Paul Temple Radio Serials over the years

Paul Temple Radio Serials

Paul Temple first appeared in Send for Paul Temple broadcast in May 1938 and produced by Martyn C. Webster (1902-1983) for BBC Midland Region. Martyn C. Webster can be credited with discovering Francis Durbridge when he noted at a Birmingham University Revue that whilst Durbridge was a bad actor he was also credited with several of the more successful sketches.

Starring Hugh Morton (1903-1984) as Temple and Bernadette Hodgson as Steve Trent (whom Temple later marries) it also featured Lester Mudditt as Sir Graham Forbes of Scotland Yard, a role he was to take in nearly every Paul Temple serial.

The Paul Temple Serials and their year of broadcast are as follows:
  • Send for Paul Temple (1938)
  • Paul Temple and the Front Page Men (1938)
  • News of Paul Temple (1939)
  • Paul Temple Intervenes (1942)
  • Send for Paul Temple Again (1945)
  • A Case for Paul Temple (1946 and 2011)
  • Paul Temple and the Gregory Affair (1946 and 2013)
  • Paul Temple and Steve (1947 and 2010)
  • Paul Temple and the Sullivan Mystery (1947 and 2006)
  • Paul Temple and the Curzon Case (1948)
  • Paul Temple and the Madison Mystery (1949, 1955 and 2008)
  • Paul Temple and the Vandyke Affair (1950 and 1959)
  • Paul Temple and the Jonathan Mystery (1951 and 1963)
  • Paul Temple and the Gilbert Case (1954 and 1959)
  • Paul Temple and the Lawrence Affair (1956)
  • Paul Temple and the Spencer Affair (1957)
  • Paul Temple and the Conrad case (1959)
  • Paul Temple and the Margo Mystery (1961)
  • Paul Temple and the Geneva Mystery (1965)
  • Paul Temple and the Alex Affair (1968) – This was a revised version of Send for Paul Temple Again

In addition to the above there were two one-hour Paul Temple radio plays.

The Paul Temple radio serials were produced across Europe as well as in the UK.

For further information see below

Paul Temple Radio Serials

The Origin of Paul Temple

Paul Temple has been played by several actors most notably Kim Peacock (1901-1966) 9 times and Peter Coke (1913-2008) 11 times.
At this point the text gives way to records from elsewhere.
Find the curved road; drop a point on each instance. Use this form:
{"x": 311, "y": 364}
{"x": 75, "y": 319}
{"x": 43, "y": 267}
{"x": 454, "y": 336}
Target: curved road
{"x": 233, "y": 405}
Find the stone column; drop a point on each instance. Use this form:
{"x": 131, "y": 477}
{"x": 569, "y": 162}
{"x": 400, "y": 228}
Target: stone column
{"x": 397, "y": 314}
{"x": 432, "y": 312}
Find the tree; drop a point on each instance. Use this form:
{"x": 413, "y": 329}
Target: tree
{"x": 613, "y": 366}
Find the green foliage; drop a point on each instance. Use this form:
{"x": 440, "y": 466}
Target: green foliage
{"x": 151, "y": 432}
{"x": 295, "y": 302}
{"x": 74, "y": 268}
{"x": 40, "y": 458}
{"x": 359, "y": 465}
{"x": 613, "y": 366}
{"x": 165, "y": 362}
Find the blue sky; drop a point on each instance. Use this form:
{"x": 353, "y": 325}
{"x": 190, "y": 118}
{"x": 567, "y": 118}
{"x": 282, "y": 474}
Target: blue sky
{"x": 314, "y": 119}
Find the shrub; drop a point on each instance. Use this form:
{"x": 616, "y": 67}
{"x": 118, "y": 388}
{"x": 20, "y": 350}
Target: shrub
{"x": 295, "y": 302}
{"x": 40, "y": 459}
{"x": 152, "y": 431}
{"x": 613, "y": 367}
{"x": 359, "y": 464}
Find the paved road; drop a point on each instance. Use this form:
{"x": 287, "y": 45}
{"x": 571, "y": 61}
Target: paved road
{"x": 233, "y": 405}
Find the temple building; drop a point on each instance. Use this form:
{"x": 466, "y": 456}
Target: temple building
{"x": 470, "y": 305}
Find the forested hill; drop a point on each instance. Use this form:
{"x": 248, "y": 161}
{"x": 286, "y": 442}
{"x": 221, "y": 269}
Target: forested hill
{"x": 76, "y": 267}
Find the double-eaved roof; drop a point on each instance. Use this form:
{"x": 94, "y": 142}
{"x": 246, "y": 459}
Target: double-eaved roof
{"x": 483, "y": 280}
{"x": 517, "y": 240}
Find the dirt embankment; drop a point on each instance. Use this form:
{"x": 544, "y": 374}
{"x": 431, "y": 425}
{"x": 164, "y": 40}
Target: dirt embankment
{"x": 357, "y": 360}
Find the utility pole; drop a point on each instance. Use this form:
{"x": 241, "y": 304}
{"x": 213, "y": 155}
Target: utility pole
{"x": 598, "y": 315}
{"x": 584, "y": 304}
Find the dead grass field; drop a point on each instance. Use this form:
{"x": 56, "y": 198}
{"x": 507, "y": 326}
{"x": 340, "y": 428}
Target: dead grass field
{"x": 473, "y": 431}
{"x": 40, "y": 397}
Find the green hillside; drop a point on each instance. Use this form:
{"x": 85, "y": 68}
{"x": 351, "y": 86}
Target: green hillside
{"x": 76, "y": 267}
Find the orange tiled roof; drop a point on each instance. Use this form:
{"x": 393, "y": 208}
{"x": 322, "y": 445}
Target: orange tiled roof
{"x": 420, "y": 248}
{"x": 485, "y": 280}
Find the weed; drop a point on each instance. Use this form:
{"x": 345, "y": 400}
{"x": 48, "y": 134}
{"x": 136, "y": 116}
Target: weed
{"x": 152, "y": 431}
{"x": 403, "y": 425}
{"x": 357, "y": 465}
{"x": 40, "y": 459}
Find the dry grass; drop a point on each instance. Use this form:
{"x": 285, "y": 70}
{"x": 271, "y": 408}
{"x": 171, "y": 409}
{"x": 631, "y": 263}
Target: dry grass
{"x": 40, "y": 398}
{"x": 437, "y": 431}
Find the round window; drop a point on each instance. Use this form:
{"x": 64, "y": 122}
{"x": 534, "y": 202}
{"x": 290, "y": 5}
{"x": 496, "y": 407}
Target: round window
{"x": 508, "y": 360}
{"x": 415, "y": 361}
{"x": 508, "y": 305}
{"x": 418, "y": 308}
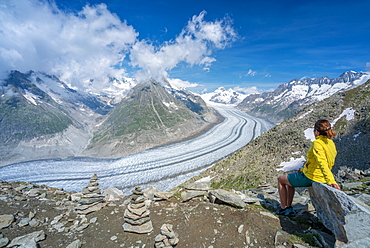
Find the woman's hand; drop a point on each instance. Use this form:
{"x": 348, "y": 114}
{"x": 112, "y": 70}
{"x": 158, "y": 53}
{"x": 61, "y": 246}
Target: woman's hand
{"x": 335, "y": 186}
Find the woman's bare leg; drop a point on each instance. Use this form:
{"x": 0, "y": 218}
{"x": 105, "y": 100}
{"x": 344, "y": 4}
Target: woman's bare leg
{"x": 286, "y": 192}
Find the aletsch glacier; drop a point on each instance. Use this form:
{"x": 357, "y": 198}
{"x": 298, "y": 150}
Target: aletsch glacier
{"x": 163, "y": 167}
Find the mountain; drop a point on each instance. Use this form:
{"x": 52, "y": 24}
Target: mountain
{"x": 221, "y": 95}
{"x": 257, "y": 162}
{"x": 42, "y": 117}
{"x": 289, "y": 98}
{"x": 27, "y": 112}
{"x": 150, "y": 116}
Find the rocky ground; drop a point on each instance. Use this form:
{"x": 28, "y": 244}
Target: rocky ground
{"x": 200, "y": 218}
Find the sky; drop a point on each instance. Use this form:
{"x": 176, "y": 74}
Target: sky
{"x": 250, "y": 45}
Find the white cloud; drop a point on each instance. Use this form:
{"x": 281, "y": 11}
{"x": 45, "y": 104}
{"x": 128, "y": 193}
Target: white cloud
{"x": 92, "y": 44}
{"x": 194, "y": 46}
{"x": 178, "y": 83}
{"x": 251, "y": 73}
{"x": 247, "y": 90}
{"x": 36, "y": 35}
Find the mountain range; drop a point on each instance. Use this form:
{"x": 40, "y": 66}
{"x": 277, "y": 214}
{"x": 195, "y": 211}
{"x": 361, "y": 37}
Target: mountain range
{"x": 42, "y": 117}
{"x": 289, "y": 98}
{"x": 259, "y": 161}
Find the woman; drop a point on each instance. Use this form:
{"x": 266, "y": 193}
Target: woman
{"x": 320, "y": 160}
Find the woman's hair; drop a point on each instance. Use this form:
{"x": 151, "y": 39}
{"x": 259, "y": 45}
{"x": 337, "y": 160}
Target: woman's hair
{"x": 324, "y": 128}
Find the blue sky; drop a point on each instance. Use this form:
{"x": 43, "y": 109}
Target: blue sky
{"x": 264, "y": 43}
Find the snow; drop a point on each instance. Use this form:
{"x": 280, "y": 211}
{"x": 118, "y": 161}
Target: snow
{"x": 304, "y": 114}
{"x": 348, "y": 112}
{"x": 163, "y": 167}
{"x": 204, "y": 179}
{"x": 221, "y": 95}
{"x": 293, "y": 165}
{"x": 308, "y": 133}
{"x": 31, "y": 97}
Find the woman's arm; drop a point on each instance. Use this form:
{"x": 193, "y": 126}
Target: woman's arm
{"x": 320, "y": 156}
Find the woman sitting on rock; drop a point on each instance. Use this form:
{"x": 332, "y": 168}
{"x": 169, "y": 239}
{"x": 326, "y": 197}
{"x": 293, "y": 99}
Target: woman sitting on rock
{"x": 320, "y": 160}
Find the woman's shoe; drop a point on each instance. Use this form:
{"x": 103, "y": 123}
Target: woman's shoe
{"x": 285, "y": 211}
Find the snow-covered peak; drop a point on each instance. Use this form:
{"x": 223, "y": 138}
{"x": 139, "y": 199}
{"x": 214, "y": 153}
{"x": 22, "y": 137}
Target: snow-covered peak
{"x": 224, "y": 96}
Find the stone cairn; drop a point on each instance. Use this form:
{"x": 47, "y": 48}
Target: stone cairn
{"x": 167, "y": 238}
{"x": 136, "y": 216}
{"x": 91, "y": 197}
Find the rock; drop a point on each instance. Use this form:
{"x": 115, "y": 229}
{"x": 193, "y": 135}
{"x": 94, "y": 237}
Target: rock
{"x": 75, "y": 244}
{"x": 3, "y": 240}
{"x": 167, "y": 237}
{"x": 136, "y": 216}
{"x": 345, "y": 216}
{"x": 353, "y": 185}
{"x": 24, "y": 222}
{"x": 364, "y": 198}
{"x": 190, "y": 194}
{"x": 86, "y": 209}
{"x": 76, "y": 196}
{"x": 362, "y": 243}
{"x": 150, "y": 191}
{"x": 268, "y": 214}
{"x": 113, "y": 194}
{"x": 163, "y": 195}
{"x": 28, "y": 239}
{"x": 144, "y": 228}
{"x": 34, "y": 192}
{"x": 227, "y": 197}
{"x": 6, "y": 220}
{"x": 205, "y": 186}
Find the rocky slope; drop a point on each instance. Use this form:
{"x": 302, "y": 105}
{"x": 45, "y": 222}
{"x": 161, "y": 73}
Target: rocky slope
{"x": 288, "y": 99}
{"x": 149, "y": 116}
{"x": 41, "y": 117}
{"x": 258, "y": 161}
{"x": 195, "y": 216}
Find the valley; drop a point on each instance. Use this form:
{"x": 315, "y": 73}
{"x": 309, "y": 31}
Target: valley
{"x": 164, "y": 167}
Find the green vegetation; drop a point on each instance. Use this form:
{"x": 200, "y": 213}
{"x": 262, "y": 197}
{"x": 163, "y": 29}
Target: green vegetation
{"x": 256, "y": 163}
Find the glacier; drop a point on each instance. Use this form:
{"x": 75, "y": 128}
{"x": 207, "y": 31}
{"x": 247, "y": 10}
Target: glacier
{"x": 163, "y": 167}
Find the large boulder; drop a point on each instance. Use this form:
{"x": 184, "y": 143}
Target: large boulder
{"x": 345, "y": 216}
{"x": 226, "y": 197}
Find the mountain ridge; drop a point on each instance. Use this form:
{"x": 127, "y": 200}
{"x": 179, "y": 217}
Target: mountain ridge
{"x": 290, "y": 98}
{"x": 57, "y": 121}
{"x": 257, "y": 162}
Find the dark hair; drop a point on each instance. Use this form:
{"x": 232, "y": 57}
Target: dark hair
{"x": 324, "y": 128}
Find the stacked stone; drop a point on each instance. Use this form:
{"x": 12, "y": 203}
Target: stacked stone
{"x": 91, "y": 193}
{"x": 136, "y": 215}
{"x": 167, "y": 238}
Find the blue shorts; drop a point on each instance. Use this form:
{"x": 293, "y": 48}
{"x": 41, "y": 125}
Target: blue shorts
{"x": 298, "y": 179}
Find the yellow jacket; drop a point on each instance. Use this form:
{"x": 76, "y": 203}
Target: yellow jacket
{"x": 320, "y": 160}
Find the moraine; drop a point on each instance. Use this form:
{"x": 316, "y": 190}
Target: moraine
{"x": 163, "y": 167}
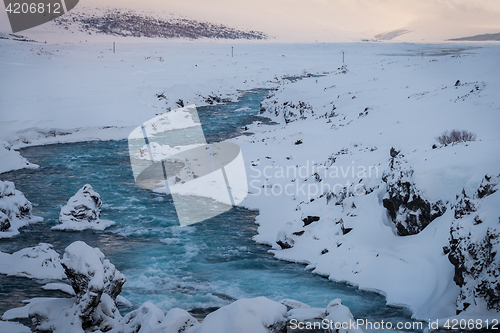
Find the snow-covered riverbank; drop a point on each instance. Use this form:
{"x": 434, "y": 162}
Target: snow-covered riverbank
{"x": 363, "y": 193}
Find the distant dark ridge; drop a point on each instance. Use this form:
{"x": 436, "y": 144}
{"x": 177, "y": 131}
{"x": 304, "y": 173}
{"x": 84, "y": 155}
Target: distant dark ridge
{"x": 392, "y": 34}
{"x": 115, "y": 22}
{"x": 18, "y": 38}
{"x": 479, "y": 38}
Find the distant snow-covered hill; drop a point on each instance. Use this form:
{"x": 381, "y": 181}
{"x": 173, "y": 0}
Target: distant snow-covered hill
{"x": 479, "y": 38}
{"x": 119, "y": 22}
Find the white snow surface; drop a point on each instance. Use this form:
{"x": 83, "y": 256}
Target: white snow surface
{"x": 343, "y": 125}
{"x": 13, "y": 327}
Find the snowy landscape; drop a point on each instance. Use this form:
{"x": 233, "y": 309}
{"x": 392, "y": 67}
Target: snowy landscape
{"x": 373, "y": 171}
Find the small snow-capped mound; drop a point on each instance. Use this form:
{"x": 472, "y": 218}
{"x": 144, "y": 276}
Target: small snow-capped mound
{"x": 15, "y": 210}
{"x": 340, "y": 318}
{"x": 38, "y": 262}
{"x": 96, "y": 283}
{"x": 408, "y": 209}
{"x": 83, "y": 211}
{"x": 257, "y": 315}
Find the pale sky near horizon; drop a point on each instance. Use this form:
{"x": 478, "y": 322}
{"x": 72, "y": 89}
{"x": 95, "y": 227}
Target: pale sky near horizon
{"x": 441, "y": 18}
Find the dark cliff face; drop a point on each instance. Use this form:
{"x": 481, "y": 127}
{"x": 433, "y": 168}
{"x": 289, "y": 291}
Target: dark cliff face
{"x": 409, "y": 211}
{"x": 474, "y": 249}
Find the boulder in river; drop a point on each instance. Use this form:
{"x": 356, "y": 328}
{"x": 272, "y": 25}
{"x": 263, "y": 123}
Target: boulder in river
{"x": 83, "y": 211}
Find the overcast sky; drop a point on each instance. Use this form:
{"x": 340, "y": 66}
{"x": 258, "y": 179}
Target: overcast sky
{"x": 439, "y": 18}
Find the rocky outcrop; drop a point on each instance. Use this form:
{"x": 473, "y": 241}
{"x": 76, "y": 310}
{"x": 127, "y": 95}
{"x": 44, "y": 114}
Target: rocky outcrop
{"x": 475, "y": 247}
{"x": 96, "y": 283}
{"x": 83, "y": 211}
{"x": 406, "y": 206}
{"x": 13, "y": 204}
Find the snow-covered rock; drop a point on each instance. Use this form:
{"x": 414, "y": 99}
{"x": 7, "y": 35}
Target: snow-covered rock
{"x": 406, "y": 206}
{"x": 340, "y": 314}
{"x": 96, "y": 283}
{"x": 38, "y": 262}
{"x": 15, "y": 210}
{"x": 475, "y": 247}
{"x": 148, "y": 318}
{"x": 83, "y": 211}
{"x": 257, "y": 315}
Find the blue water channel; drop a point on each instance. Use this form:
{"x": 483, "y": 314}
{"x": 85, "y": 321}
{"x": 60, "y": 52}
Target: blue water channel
{"x": 207, "y": 265}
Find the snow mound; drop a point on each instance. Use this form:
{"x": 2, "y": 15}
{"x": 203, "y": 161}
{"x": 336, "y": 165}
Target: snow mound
{"x": 257, "y": 315}
{"x": 96, "y": 283}
{"x": 83, "y": 211}
{"x": 15, "y": 210}
{"x": 6, "y": 326}
{"x": 38, "y": 262}
{"x": 475, "y": 246}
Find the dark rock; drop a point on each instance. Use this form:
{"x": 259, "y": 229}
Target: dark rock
{"x": 310, "y": 219}
{"x": 91, "y": 277}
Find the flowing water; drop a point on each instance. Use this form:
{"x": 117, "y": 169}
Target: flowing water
{"x": 203, "y": 266}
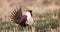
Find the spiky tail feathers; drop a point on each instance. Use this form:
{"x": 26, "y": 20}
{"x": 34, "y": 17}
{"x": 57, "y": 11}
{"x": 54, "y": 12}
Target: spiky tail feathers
{"x": 16, "y": 15}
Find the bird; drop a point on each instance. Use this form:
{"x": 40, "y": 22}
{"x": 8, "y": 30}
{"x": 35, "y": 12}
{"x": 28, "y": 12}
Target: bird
{"x": 23, "y": 20}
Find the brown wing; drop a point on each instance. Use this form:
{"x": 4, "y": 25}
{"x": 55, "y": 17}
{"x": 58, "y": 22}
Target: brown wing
{"x": 16, "y": 15}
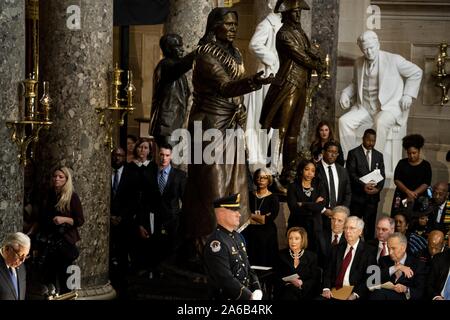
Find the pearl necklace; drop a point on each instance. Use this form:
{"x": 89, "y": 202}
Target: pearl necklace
{"x": 296, "y": 255}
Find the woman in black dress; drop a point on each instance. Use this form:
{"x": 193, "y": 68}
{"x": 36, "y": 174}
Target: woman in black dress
{"x": 412, "y": 175}
{"x": 322, "y": 136}
{"x": 297, "y": 261}
{"x": 305, "y": 200}
{"x": 261, "y": 235}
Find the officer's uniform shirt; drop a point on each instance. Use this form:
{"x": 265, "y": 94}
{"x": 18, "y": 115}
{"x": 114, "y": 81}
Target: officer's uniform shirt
{"x": 227, "y": 265}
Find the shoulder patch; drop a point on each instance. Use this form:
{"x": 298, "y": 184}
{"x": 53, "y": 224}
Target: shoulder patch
{"x": 215, "y": 246}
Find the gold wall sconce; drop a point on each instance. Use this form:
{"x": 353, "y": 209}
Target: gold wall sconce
{"x": 442, "y": 78}
{"x": 113, "y": 116}
{"x": 25, "y": 130}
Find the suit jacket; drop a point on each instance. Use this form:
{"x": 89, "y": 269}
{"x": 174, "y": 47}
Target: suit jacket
{"x": 7, "y": 291}
{"x": 344, "y": 194}
{"x": 391, "y": 87}
{"x": 165, "y": 206}
{"x": 358, "y": 273}
{"x": 438, "y": 275}
{"x": 416, "y": 283}
{"x": 324, "y": 247}
{"x": 358, "y": 167}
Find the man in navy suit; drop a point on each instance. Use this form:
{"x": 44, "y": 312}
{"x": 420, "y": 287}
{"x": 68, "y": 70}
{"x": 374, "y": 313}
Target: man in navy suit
{"x": 337, "y": 184}
{"x": 406, "y": 272}
{"x": 13, "y": 252}
{"x": 365, "y": 196}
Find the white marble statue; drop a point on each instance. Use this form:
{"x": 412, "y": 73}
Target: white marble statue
{"x": 262, "y": 45}
{"x": 384, "y": 85}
Steve was played by Marjorie Westbury (1905-1989) 23 times. All the Paul Temple serials were produced by Martyn C. Webster who even following his retirement returned to the BBC in 1968 to produce the final serial. It was he who introduced the practice of not letting the actors read the script of the last episode before its rehearsal and broadcast so there could be no chance of the villain being disclosed by any inflexion of a character’s voice or performance.

The signature tune for the first serials was an extract from Rimsky-Korsakov’s Scheherazade but this was replaced from 1947 onwards by Coronation Scot. As Jack Adrian wrote in The Independent ‘To children of the 1940s and 1950s, who grew up in the radio age, Francis Durbridge is the sound of Coronation Scot, that most compelling of pieces by Vivian Ellis which invariably heralded yet another Paul Temple serial.’

Paul Temple the character was born in Ontario, the son of Lt. Gen Ian Temple and came to England at the age of ten. He was educated at Rugby and Magdalen College Oxford, afterwards writing his first of more than 30 novels at the age of twenty-two. Paul Temple and Steve were married in St Mary Abbots Church in Kensington in 1938. Temple’s interests were fishing, collecting first editions, Debussy, Beethoven, Jerome Kern, Rodgers and Hart, Cole Porter and the watercolours of Raoul Dufy.

Concerning the origin of the character, Durbridge recalled that he had come across a fellow passenger who inspired him when taking a train from London to Birmingham. “I had been brooding upon the character of Paul Temple for some months…We never spoke, but I found my mind recalling the deliberate manner he had inserted a cigarette into its unusual holder, the keen intelligent face, the smiling eyes and shrewd mouth”. As to the origin of Steve, the Durbridge family have never doubted that she was based upon Durbridge’s wife Norah to whom he became engaged in 1937 and married in 1940.